On March 11, 1938, the students of the Kansas State Agricultural College (later known as K-State) supported funding of a Union by student fees by 76 percent. The approved fee was $5 per semester and $2.50 for summer session and began charging students in 1941.

Several major events delayed the construction and planning of the Union; World War II, the Korean War and the Flood of 1951. During the flood, Thompson Hall was used as a temporary Union and served as a place of refuge and served meals to those forced out of their homes.

In 1951, President James McCain set the Union as the top priority in new building constructions. A committee of five students and five faculty was appointed to begin the planning process. Two years later the Council for Student Affairs established the Union Governing Board. 1953 also marked the ground breaking for Union construction.

In 1954, student fees were increased to$12.50 per semester. Of the fee, $7.50 went towards bond retirement and $5 was allocated for operations.

Union Governing Board (UGB) held their first meeting on March 15, 1955, one year prior to the opening of the Union.

In December 1955, Union Program Council (UPC) was created and was composed of 114 students.

On March 8, 1956, after many years of hard work and deliberation, the K-State Student Union finally opened. The original building consisted of 110000 sqft. and cost $1.65 million. The Grand Opening theme was “Night at the Circus.”
As part of the grand opening banquet, there was a student variety show emceed by K-State student, Gordon Jump (The Maytag Repairman and WKRP).

The K-State Student Union assumes the responsibility for the campus's vending program in October 1960. In 1963 the first addition to the Union is completed adding 40000 sqft. to the building at a cost of $900,000 with no additional student fees. The addition was necessary due to the significant increase in enrollment at K-State. 1970 saw the second addition, adding 100000 sqft., part of which was a Union Bookstore and expansion of the Recreation Center, bring total square footage to 240000 sqft. Total cost of the building cost was $5.4 million (to build a Union this size now, it is estimated that cost would exceed $42 million).

The New York Times recognized the K-State Student Union as one of the top five student Unions in America in April 1986.
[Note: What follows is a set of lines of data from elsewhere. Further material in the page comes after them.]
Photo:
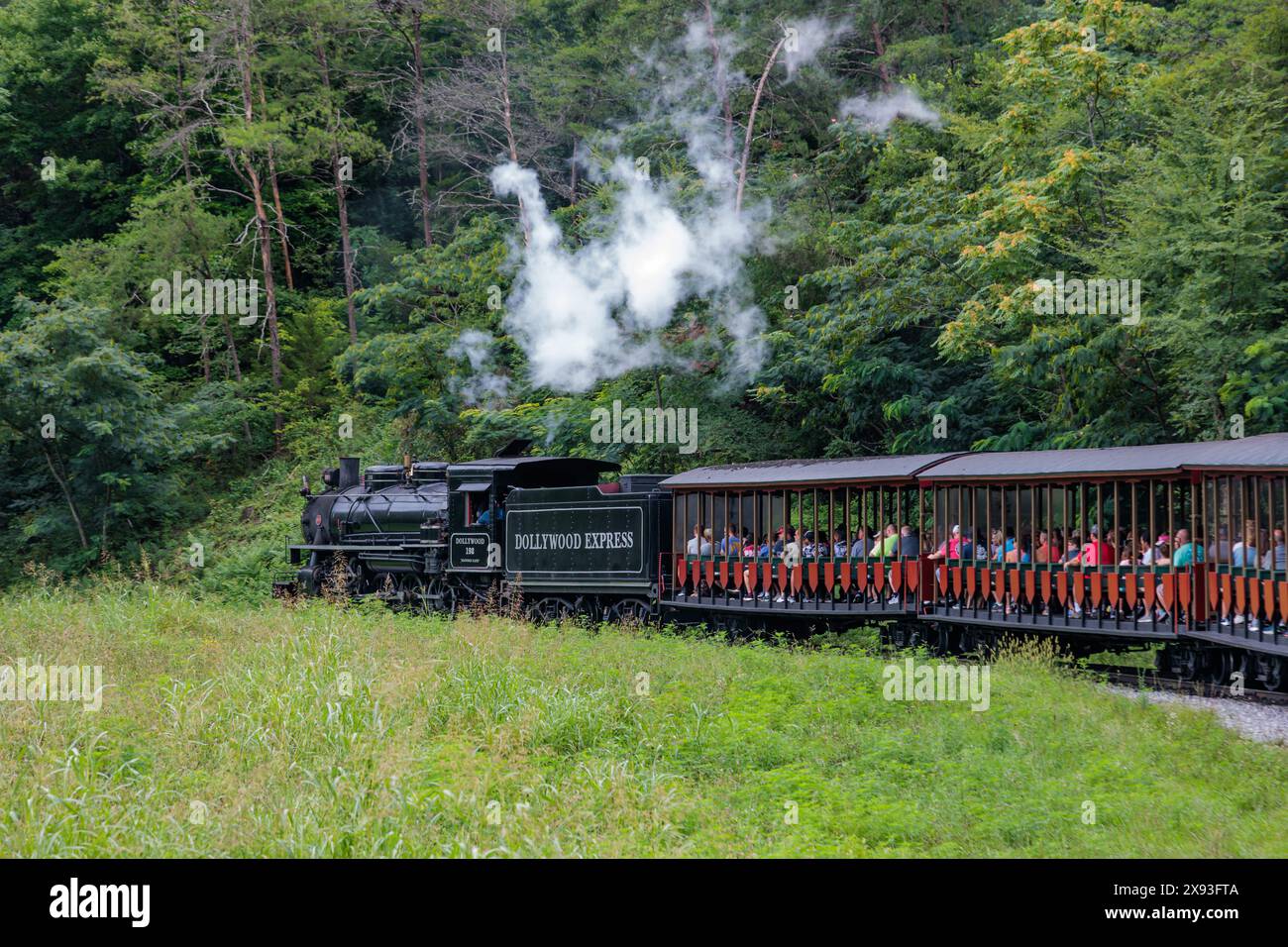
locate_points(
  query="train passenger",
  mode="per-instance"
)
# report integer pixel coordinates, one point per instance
(1155, 551)
(1129, 556)
(793, 561)
(729, 545)
(1021, 553)
(1244, 553)
(859, 543)
(910, 543)
(1275, 557)
(1220, 551)
(949, 548)
(1003, 544)
(1186, 553)
(1095, 553)
(888, 543)
(700, 541)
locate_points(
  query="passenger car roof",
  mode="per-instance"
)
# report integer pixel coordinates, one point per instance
(1258, 453)
(827, 471)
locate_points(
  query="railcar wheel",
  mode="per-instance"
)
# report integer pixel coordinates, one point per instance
(631, 611)
(1183, 663)
(1271, 668)
(1220, 665)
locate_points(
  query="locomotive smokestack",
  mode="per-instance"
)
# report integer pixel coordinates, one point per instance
(348, 472)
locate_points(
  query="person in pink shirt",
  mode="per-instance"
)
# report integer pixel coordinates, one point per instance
(1094, 553)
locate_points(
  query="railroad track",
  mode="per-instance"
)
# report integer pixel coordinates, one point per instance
(1149, 677)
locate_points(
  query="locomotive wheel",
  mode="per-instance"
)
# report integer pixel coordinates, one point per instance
(631, 611)
(343, 578)
(552, 608)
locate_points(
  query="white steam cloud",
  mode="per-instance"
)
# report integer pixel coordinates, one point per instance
(879, 112)
(806, 39)
(592, 312)
(595, 311)
(483, 385)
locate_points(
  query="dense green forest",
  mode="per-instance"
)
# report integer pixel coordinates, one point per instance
(825, 227)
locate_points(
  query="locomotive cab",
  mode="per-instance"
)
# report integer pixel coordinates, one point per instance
(477, 493)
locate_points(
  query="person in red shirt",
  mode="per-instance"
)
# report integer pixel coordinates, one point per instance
(1094, 553)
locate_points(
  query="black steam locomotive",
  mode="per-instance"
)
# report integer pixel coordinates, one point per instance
(544, 532)
(1106, 549)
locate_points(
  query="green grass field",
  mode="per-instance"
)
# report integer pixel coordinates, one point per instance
(329, 731)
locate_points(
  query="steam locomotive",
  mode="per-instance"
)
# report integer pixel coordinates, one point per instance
(555, 539)
(542, 531)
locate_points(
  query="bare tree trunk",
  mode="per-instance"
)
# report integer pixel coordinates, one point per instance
(179, 105)
(262, 227)
(572, 179)
(721, 78)
(879, 46)
(340, 202)
(277, 204)
(346, 249)
(205, 347)
(67, 495)
(751, 123)
(419, 110)
(507, 121)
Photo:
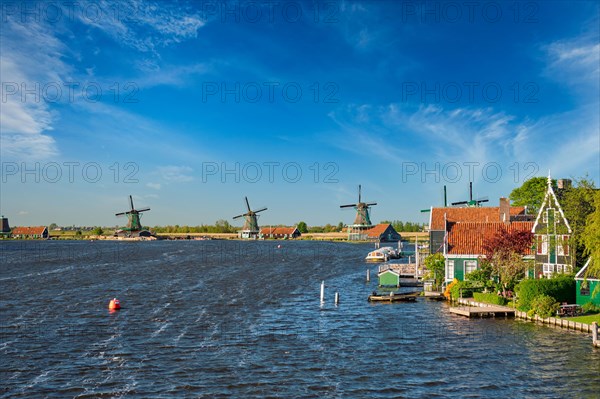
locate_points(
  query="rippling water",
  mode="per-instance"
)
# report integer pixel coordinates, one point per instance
(243, 319)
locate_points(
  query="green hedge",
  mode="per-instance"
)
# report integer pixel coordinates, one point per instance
(544, 306)
(561, 288)
(489, 298)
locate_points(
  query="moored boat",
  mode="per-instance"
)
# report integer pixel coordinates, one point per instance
(393, 296)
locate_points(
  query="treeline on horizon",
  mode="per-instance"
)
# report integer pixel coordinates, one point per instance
(223, 226)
In 1991, the Union becomes a tobacco free building and opens Union Station, a non-alcoholic entertainment and food facility. Throughout the rest of the 90s, the Union served as a Red Cross refuge for victims of the Flood of 93, Subway opens in the Recreation area, beer sales begin in the Recreation area, Commerce Bank opens, Union renovation begins, and our name officially changed to K-State Student Union.

In 2000, Friends of the Union was established as the Union Fundraising program, and the first contribution was made by Alpha Delta Pi. Pepsi-Cola was awarded exclusive pouring rights to K-State University and all its entities including the Union. 2000 also welcomed several new openings including, Cats’ Den convenience store, the union Computer Store and Union Hair care (later named Crimpers Too).

==Services==
Today, the K-State Student Union houses two theater venues, a food court and Subway, a computer store, a bookstore that includes K-State apparel and merchandise, Caribou Coffee, a Recreation Center that includes bowling, billiards and a golf simulator, a full service Commerce bank and also outside bank ATMs, and a convenience store. The K-State Student Union serves as a home to the Union Governing Board and Union Program Council and also serves as a place to host meetings for Greek chapters and outside entities. The Union employs more than 500 people, including students, and provides accommodations for countless programs featuring cultural, social, and recreational entertainment.